Know what the best part is about unsolicited advice? I don't have to wait for questions! So, for today's column, I have, right here for you, some advice that you never asked for. Aren't I great? Yes, yes, I know. Oh, do go on. I am wonderful, aren't I? And smart? And nice to look at? Mmmmmm. Oh, yes, the column! Here you go. Oh, now, wait just a doggone minute, someone did send me a question.
Dear chicken,
I have bed bugs. Lots of them. While most folks call them a scourge, I like to think of them as "my little friends." My girlfriend, however, doesn't think it's all that cute anymore. Actually, she never did think it was all that cute. As a matter of fact, judging by her reaction, you'd think I had head lice or something, but, big chicken, I haven't had head lice since the third grade, when Monika Lowenbacker saw some nits glistening in the flourescent glow of our school's mercury lamps and let out a shriek that woke all of the napping fifth graders. How do I know? Because they all ganged up on me at recess later and kicked my butt, citing a lack of sleep for their orneriness. (By the way, is this how to spell ornery? It just looks weird, is all.)

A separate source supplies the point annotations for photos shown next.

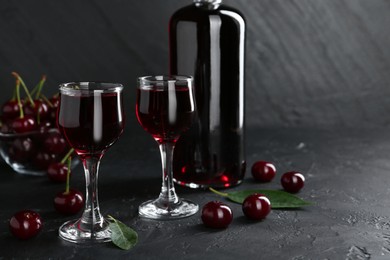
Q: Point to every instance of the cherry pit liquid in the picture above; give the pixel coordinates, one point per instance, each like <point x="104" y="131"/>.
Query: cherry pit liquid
<point x="91" y="124"/>
<point x="164" y="114"/>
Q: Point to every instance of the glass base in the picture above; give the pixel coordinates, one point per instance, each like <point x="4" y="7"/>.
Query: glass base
<point x="154" y="209"/>
<point x="77" y="232"/>
<point x="206" y="185"/>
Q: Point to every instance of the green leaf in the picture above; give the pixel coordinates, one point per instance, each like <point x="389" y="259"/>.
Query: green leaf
<point x="278" y="199"/>
<point x="121" y="235"/>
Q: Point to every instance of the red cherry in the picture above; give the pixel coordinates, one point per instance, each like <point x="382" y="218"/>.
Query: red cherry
<point x="23" y="124"/>
<point x="40" y="108"/>
<point x="25" y="224"/>
<point x="256" y="206"/>
<point x="263" y="171"/>
<point x="55" y="143"/>
<point x="216" y="214"/>
<point x="57" y="172"/>
<point x="10" y="110"/>
<point x="292" y="181"/>
<point x="42" y="160"/>
<point x="69" y="203"/>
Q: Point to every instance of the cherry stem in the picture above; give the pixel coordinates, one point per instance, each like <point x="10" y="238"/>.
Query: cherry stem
<point x="67" y="156"/>
<point x="47" y="100"/>
<point x="68" y="176"/>
<point x="223" y="194"/>
<point x="38" y="118"/>
<point x="14" y="94"/>
<point x="24" y="87"/>
<point x="17" y="88"/>
<point x="40" y="85"/>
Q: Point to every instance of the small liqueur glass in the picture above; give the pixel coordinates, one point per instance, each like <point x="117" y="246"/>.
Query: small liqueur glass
<point x="165" y="108"/>
<point x="91" y="118"/>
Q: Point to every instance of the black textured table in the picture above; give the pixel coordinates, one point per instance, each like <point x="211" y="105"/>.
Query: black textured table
<point x="347" y="178"/>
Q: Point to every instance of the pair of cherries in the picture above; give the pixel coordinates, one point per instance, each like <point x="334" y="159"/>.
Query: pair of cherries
<point x="292" y="181"/>
<point x="216" y="214"/>
<point x="26" y="224"/>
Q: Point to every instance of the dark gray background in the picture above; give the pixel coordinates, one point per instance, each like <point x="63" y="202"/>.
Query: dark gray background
<point x="309" y="62"/>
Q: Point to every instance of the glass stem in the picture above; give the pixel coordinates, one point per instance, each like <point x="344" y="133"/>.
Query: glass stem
<point x="167" y="195"/>
<point x="91" y="219"/>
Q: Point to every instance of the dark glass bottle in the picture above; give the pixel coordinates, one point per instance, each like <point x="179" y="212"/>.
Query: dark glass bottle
<point x="207" y="41"/>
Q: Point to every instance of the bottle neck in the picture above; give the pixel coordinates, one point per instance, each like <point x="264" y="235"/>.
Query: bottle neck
<point x="211" y="4"/>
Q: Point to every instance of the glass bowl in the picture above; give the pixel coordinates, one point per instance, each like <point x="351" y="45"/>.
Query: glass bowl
<point x="31" y="153"/>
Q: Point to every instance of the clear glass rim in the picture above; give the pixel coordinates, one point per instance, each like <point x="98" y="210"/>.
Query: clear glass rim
<point x="83" y="87"/>
<point x="164" y="79"/>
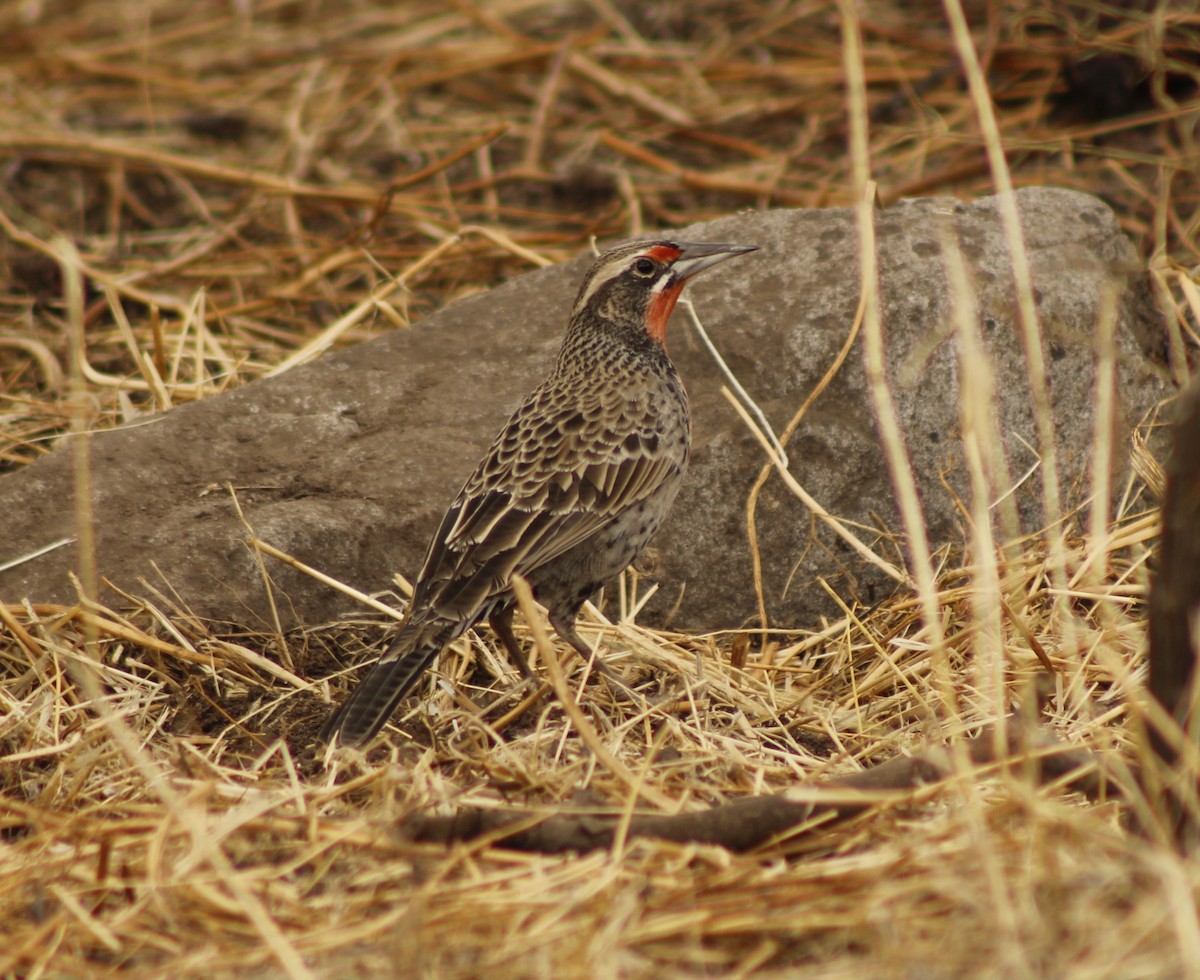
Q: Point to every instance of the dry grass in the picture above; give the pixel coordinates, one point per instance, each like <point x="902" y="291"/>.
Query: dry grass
<point x="249" y="185"/>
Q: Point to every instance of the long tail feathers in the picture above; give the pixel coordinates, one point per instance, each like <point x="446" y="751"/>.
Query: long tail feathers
<point x="369" y="707"/>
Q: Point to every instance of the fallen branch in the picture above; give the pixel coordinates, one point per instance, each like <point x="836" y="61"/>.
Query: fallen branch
<point x="748" y="823"/>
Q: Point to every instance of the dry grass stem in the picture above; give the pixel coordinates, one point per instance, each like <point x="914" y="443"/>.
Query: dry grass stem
<point x="201" y="196"/>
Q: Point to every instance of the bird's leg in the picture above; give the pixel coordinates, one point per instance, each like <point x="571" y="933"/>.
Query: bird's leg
<point x="564" y="625"/>
<point x="501" y="620"/>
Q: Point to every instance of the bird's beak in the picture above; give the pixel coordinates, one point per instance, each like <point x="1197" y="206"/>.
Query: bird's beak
<point x="696" y="257"/>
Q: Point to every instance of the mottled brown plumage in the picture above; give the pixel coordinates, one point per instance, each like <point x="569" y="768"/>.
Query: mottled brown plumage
<point x="573" y="487"/>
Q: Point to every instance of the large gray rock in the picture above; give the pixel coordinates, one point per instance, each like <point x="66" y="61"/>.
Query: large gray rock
<point x="347" y="463"/>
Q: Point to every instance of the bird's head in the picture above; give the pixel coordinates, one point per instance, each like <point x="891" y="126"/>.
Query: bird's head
<point x="637" y="284"/>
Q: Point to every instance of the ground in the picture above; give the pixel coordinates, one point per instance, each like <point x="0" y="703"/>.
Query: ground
<point x="235" y="178"/>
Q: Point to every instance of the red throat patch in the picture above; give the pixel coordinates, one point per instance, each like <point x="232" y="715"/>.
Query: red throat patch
<point x="659" y="311"/>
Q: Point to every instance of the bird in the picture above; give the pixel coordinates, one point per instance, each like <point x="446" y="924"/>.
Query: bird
<point x="573" y="487"/>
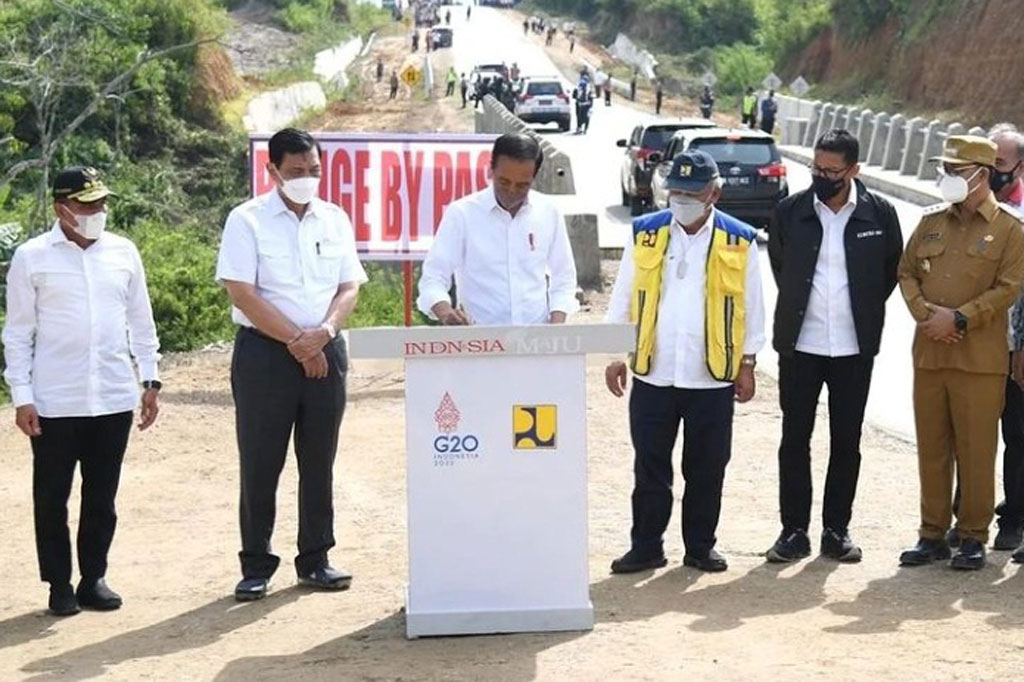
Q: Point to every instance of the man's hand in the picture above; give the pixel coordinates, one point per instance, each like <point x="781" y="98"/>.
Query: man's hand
<point x="150" y="409"/>
<point x="745" y="385"/>
<point x="941" y="326"/>
<point x="309" y="342"/>
<point x="451" y="316"/>
<point x="316" y="367"/>
<point x="615" y="378"/>
<point x="27" y="419"/>
<point x="1017" y="368"/>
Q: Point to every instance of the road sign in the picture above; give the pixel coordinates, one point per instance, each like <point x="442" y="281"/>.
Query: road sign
<point x="771" y="82"/>
<point x="411" y="76"/>
<point x="800" y="86"/>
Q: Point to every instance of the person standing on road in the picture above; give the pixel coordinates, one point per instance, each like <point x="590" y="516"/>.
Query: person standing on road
<point x="689" y="282"/>
<point x="1009" y="188"/>
<point x="289" y="264"/>
<point x="962" y="270"/>
<point x="78" y="311"/>
<point x="507" y="248"/>
<point x="749" y="109"/>
<point x="835" y="249"/>
<point x="453" y="78"/>
<point x="584" y="97"/>
<point x="707" y="102"/>
<point x="768" y="110"/>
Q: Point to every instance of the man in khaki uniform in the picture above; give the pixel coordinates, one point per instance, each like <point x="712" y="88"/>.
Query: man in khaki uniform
<point x="960" y="273"/>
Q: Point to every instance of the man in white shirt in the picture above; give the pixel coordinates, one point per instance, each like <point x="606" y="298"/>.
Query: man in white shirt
<point x="689" y="281"/>
<point x="507" y="247"/>
<point x="78" y="311"/>
<point x="289" y="263"/>
<point x="835" y="249"/>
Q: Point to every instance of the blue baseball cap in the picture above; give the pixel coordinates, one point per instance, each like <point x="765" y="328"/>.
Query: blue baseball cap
<point x="691" y="171"/>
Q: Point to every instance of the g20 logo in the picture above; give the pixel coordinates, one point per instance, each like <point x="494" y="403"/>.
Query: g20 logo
<point x="456" y="444"/>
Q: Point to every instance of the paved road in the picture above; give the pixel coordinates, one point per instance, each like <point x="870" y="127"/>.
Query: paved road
<point x="492" y="36"/>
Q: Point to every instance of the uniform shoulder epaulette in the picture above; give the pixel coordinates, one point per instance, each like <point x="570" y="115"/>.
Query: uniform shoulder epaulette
<point x="1012" y="210"/>
<point x="934" y="209"/>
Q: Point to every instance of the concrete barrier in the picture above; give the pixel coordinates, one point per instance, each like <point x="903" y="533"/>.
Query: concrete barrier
<point x="877" y="145"/>
<point x="935" y="135"/>
<point x="586" y="250"/>
<point x="894" y="142"/>
<point x="555" y="176"/>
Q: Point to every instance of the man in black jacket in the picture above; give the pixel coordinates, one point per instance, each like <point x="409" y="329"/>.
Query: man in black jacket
<point x="835" y="249"/>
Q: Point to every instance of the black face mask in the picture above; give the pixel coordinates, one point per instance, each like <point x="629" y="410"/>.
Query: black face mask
<point x="825" y="188"/>
<point x="999" y="180"/>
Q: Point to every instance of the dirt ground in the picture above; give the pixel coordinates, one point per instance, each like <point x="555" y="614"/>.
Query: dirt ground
<point x="174" y="562"/>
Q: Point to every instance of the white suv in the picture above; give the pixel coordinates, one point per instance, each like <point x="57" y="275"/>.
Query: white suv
<point x="544" y="100"/>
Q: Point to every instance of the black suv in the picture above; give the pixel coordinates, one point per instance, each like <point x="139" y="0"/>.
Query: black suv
<point x="753" y="173"/>
<point x="636" y="171"/>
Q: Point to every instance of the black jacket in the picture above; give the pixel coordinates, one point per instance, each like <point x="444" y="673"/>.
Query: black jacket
<point x="873" y="245"/>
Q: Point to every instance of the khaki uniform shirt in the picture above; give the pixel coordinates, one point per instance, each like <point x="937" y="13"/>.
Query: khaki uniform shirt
<point x="974" y="265"/>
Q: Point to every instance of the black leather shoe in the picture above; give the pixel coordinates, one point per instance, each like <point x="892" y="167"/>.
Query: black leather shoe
<point x="95" y="594"/>
<point x="1010" y="537"/>
<point x="251" y="589"/>
<point x="952" y="538"/>
<point x="712" y="563"/>
<point x="925" y="552"/>
<point x="793" y="545"/>
<point x="634" y="562"/>
<point x="62" y="601"/>
<point x="327" y="579"/>
<point x="970" y="556"/>
<point x="838" y="546"/>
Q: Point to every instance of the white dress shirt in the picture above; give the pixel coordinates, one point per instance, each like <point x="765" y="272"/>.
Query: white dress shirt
<point x="296" y="265"/>
<point x="75" y="318"/>
<point x="680" y="353"/>
<point x="501" y="263"/>
<point x="828" y="328"/>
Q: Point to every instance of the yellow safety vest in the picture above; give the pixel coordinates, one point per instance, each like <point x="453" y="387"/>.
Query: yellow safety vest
<point x="725" y="312"/>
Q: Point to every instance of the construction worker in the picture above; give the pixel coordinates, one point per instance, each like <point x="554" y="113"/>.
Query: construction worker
<point x="960" y="273"/>
<point x="689" y="282"/>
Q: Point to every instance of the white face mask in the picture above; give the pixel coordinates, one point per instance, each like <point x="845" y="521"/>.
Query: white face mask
<point x="90" y="226"/>
<point x="301" y="189"/>
<point x="955" y="188"/>
<point x="687" y="211"/>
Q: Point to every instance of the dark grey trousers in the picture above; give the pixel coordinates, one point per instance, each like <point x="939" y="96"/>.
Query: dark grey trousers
<point x="272" y="398"/>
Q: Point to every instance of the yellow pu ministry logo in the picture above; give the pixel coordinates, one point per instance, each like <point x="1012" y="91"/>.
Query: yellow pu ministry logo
<point x="535" y="426"/>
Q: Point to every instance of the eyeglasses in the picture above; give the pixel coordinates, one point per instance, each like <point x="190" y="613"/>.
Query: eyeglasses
<point x="829" y="173"/>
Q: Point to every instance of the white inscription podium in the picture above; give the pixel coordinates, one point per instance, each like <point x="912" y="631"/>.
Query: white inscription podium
<point x="496" y="437"/>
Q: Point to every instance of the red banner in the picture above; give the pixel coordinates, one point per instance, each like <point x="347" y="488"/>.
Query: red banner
<point x="394" y="187"/>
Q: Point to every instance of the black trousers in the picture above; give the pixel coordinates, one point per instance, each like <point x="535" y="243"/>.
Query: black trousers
<point x="272" y="399"/>
<point x="654" y="417"/>
<point x="800" y="379"/>
<point x="98" y="443"/>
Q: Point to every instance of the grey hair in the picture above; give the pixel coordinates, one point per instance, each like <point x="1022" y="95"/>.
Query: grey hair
<point x="1008" y="131"/>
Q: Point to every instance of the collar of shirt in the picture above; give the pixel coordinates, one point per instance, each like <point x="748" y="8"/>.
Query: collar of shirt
<point x="851" y="201"/>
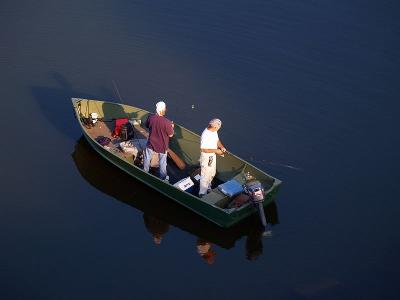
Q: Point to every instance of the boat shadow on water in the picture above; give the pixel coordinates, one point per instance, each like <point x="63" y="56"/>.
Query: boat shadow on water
<point x="160" y="213"/>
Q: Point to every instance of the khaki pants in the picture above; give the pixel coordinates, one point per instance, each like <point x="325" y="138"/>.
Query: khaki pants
<point x="207" y="172"/>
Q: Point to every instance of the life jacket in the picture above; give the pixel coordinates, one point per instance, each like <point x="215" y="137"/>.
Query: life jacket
<point x="117" y="128"/>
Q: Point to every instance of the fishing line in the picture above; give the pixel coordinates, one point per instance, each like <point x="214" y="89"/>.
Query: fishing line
<point x="117" y="91"/>
<point x="275" y="164"/>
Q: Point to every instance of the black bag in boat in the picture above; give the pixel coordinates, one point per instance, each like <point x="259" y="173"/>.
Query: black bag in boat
<point x="126" y="132"/>
<point x="103" y="140"/>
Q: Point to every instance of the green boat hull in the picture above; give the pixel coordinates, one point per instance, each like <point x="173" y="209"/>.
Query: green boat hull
<point x="222" y="217"/>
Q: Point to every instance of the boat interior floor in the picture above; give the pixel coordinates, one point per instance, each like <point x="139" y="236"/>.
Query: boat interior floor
<point x="105" y="128"/>
<point x="214" y="197"/>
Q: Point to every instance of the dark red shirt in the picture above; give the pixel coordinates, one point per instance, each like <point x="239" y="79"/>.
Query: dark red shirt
<point x="160" y="128"/>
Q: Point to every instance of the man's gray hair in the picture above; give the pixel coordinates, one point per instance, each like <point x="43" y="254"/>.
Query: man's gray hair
<point x="216" y="123"/>
<point x="160" y="107"/>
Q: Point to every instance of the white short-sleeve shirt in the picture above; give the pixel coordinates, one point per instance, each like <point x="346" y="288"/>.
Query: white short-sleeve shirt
<point x="209" y="139"/>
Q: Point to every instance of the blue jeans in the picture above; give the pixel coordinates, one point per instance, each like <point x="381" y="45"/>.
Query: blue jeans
<point x="148" y="153"/>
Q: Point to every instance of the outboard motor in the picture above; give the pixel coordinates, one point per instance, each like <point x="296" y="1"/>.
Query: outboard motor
<point x="256" y="192"/>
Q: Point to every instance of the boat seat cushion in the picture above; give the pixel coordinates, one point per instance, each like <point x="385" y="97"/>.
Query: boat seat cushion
<point x="231" y="188"/>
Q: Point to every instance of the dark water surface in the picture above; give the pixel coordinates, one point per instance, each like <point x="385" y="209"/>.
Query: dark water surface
<point x="307" y="90"/>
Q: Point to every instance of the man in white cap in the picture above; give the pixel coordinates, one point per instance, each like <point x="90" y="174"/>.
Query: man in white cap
<point x="160" y="130"/>
<point x="210" y="145"/>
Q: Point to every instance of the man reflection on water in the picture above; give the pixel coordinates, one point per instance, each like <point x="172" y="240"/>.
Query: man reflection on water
<point x="205" y="251"/>
<point x="158" y="228"/>
<point x="254" y="246"/>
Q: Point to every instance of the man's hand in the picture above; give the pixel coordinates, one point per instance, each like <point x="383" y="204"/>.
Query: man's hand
<point x="219" y="152"/>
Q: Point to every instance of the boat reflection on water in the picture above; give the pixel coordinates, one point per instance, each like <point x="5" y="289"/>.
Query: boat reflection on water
<point x="160" y="212"/>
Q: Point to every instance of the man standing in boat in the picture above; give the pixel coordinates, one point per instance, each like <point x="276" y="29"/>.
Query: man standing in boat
<point x="210" y="145"/>
<point x="160" y="130"/>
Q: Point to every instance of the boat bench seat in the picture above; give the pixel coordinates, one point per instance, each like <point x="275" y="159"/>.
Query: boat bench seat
<point x="215" y="197"/>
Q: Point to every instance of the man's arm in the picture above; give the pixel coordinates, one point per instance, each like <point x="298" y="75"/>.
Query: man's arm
<point x="221" y="146"/>
<point x="217" y="151"/>
<point x="171" y="132"/>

I realize that I have posed several questions here, z'bc, and would like to point out that I do not wish to use up my one chance at having a question answered by a big-time columnist such as yourself, so I would ask, nay, beg of you now, big chicken, to strike those questions from your list of questions to answer, and instead, just answer me this: how can I keep my beloved and my bed bugs? The two must not be mutually exclusive, else I shall perish of unhappiness. I swear it, big chicken: if I can't have both, I will dwindle and die. I shan't be without them, chicken!
Sincerely,
Young but Ornery and Unhappy
Now, listen up, YOU:
First of all, capitalize my name when you address me. Secondly, do not send questions such as this one to me at my Unsolicited Advice Column. Send those questions instead to my Relationship Advice Column. (Same email address, same process, same recipient, just a little red tape and, um, just humor me on this, okay? I don't have much in the way of power and control in my life, so my unhappiness and discontent manifest themselves in any number of pathetic attempts at control and domination of my fellow man. Thanks, I knew you'd understand.)
As for your problem: get a life.
Your,
Chicken (note the properly capitalized form of address)
PS-You seem suicidal. You may want to do something about that.